Interviewed by TVN, a Polish private broadcaster, the former Solidarnosc free trade-union founder and Polish president (from 1990 to 1995) considered homosexual representatives should sit in the backbenches of the Sejm (the Polish lower Chamber) and even behind a wall. These declarations provoked the consternation of homosexuals rights associations and some MPs as Janusz Palikot, Ruch Palikota leader, a centrist party pledging in favour of secularism and separation of the Church and the State in a traditionally and blatantly Catholic Poland.
It is not the first time the historic and charismatic Solidarnosc leader, profoundly catholic, has such declarations and/or very controversial opinions. In 2009, for instance, while he supported the Civic Plateform party – the centrist-right party currently at the power in Poland, member of the European People’s Party – for the European elections, he went to the Libertas political movement convention where he delivered a speech on Europe stating Declan Ganley and his sovereign and euro-sceptic party had the potential to change Europe for better. These purposes provoked the polemic in the Walesa’s birth country but also in the rest of the European Union, all the more so as he confessed he had been paid for his presence to the convention.
Lech Walesa enjoys an immense moral authority in Poland due to the major role he has had in the dismantlement of the communist system during the 1980’s via Solidarnosc. The former leader is still a respected and respectable personality who still weighs within the Polish political life and society despites he was constrained to quit politics in 1995 after he was defeated by the ex-communist Aleksander Kwasniewski at the presidential run-off. Indeed, the Walesa’s declarations deeply shocked some conservative as progressive political executives considering it as un-called for and hateful. At his side, Jaroslaw Walesa, former president’s son and current EPP Member of European Parliament, stated the declarations of his father were bad and damaging.
The Walesa’s statements are all the more embarrassing the homosexuality and LGBT rights is still is a taboo in the Frederic Chopin’s land in spite of evolution of mentalities and a more important tolerance in a county where 95% of the population considers itself as catholic.
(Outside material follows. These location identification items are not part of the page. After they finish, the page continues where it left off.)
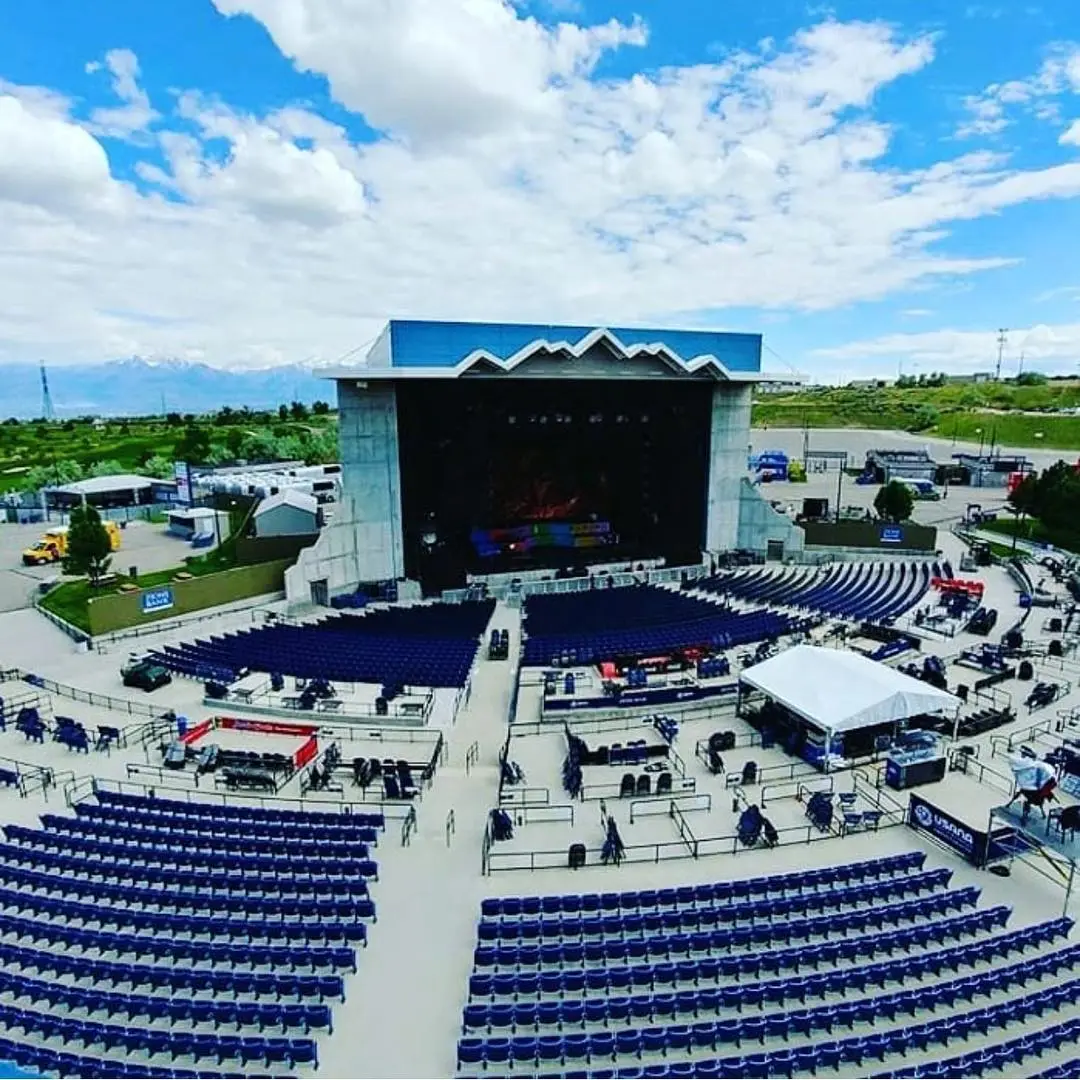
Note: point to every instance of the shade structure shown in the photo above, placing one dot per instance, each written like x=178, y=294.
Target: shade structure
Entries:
x=837, y=690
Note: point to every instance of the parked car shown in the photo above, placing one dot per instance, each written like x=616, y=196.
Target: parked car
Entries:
x=145, y=675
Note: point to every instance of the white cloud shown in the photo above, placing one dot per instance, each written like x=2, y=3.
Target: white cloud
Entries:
x=993, y=110
x=1052, y=349
x=758, y=180
x=48, y=162
x=434, y=68
x=136, y=115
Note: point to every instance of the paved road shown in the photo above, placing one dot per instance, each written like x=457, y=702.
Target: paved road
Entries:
x=858, y=441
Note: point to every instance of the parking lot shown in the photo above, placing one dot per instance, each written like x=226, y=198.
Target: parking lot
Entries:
x=856, y=443
x=143, y=545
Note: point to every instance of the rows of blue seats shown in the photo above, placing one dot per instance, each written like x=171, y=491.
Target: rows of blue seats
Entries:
x=223, y=982
x=210, y=883
x=427, y=645
x=583, y=995
x=653, y=918
x=660, y=946
x=634, y=607
x=710, y=1035
x=689, y=895
x=196, y=940
x=282, y=846
x=133, y=860
x=232, y=814
x=192, y=853
x=1000, y=1057
x=46, y=1062
x=239, y=821
x=864, y=592
x=313, y=902
x=156, y=1008
x=831, y=1055
x=721, y=630
x=606, y=1011
x=149, y=1041
x=581, y=966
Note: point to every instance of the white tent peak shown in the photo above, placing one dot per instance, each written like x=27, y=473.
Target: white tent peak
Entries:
x=839, y=690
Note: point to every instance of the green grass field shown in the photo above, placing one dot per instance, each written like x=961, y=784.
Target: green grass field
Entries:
x=61, y=449
x=1002, y=413
x=1036, y=531
x=71, y=598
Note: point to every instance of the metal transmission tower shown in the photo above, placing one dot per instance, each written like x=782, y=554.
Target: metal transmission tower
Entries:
x=46, y=397
x=1001, y=349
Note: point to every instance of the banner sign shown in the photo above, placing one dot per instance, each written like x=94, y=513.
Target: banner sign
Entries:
x=181, y=473
x=193, y=734
x=156, y=599
x=970, y=842
x=637, y=699
x=306, y=753
x=266, y=727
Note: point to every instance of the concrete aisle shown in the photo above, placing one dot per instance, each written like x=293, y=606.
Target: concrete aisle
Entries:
x=404, y=1010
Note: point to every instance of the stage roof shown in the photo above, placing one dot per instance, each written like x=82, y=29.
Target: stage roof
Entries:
x=839, y=690
x=436, y=350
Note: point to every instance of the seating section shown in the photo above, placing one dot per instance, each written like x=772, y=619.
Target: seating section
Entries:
x=867, y=592
x=430, y=645
x=635, y=621
x=756, y=977
x=147, y=936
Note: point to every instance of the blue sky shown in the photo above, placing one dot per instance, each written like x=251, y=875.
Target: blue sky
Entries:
x=257, y=181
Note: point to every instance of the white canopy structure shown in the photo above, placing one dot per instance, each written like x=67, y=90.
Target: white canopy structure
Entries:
x=837, y=690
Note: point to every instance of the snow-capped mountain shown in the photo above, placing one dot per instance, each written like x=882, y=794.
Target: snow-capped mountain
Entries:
x=139, y=387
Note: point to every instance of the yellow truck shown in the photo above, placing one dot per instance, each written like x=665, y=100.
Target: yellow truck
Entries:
x=53, y=545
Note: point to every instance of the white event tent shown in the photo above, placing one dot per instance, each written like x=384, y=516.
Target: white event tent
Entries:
x=837, y=690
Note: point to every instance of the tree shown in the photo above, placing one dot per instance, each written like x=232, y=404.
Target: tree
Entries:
x=1024, y=497
x=159, y=467
x=89, y=549
x=894, y=502
x=925, y=416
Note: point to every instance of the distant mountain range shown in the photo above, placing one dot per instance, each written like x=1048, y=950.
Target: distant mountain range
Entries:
x=140, y=388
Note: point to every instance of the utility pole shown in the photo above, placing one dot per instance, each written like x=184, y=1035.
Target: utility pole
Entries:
x=46, y=399
x=1001, y=349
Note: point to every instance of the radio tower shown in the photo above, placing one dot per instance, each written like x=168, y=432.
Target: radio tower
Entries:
x=1001, y=348
x=46, y=397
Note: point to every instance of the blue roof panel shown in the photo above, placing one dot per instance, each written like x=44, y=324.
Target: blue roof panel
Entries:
x=416, y=343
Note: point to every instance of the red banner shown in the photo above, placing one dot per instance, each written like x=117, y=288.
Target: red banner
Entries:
x=306, y=753
x=193, y=734
x=266, y=727
x=958, y=585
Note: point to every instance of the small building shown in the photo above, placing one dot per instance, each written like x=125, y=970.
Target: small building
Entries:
x=986, y=470
x=887, y=466
x=198, y=523
x=124, y=489
x=288, y=513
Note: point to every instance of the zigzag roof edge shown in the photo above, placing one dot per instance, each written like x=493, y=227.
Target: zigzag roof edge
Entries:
x=658, y=349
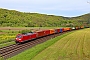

In October 2011, for instance, Robert Biedron, RP member was the first homosexual elected at the Sejm and recently three draft laws defending the creation of a civil union opened to homosexuals were examined by the Parliament then rejected finally.
As Jaroslaw Walesa points out, the Lech Walesa’s words are typical of an old generation and a certain Poland profoundly conservative and catholic especially. In fact, if these declarations shocked much Polish citizens, they also were supported by some people concerned by conserving some traditions and some moral principles.
Indeed, the Lech Walesa’s words, if it is condemnable, show a certain malaise vis-à-vis a very respected man considered as the father of the Poland’s second independence and vis-à-vis some societal issues, at the moment the centre-right government of Donald Tusk succeeded to make forget the Kaczynski brothers’ provocations when Lech (as president of the Polish Republic from 2005 to 2010) and Jaroslaw (as Prime minister from 2005 to 2007) were at power. In fact, the Walesa’s shocking words should be the occasion to open debate on some burning and taboo issues as homosexuality and also abortion, which is still forbidden in Poland.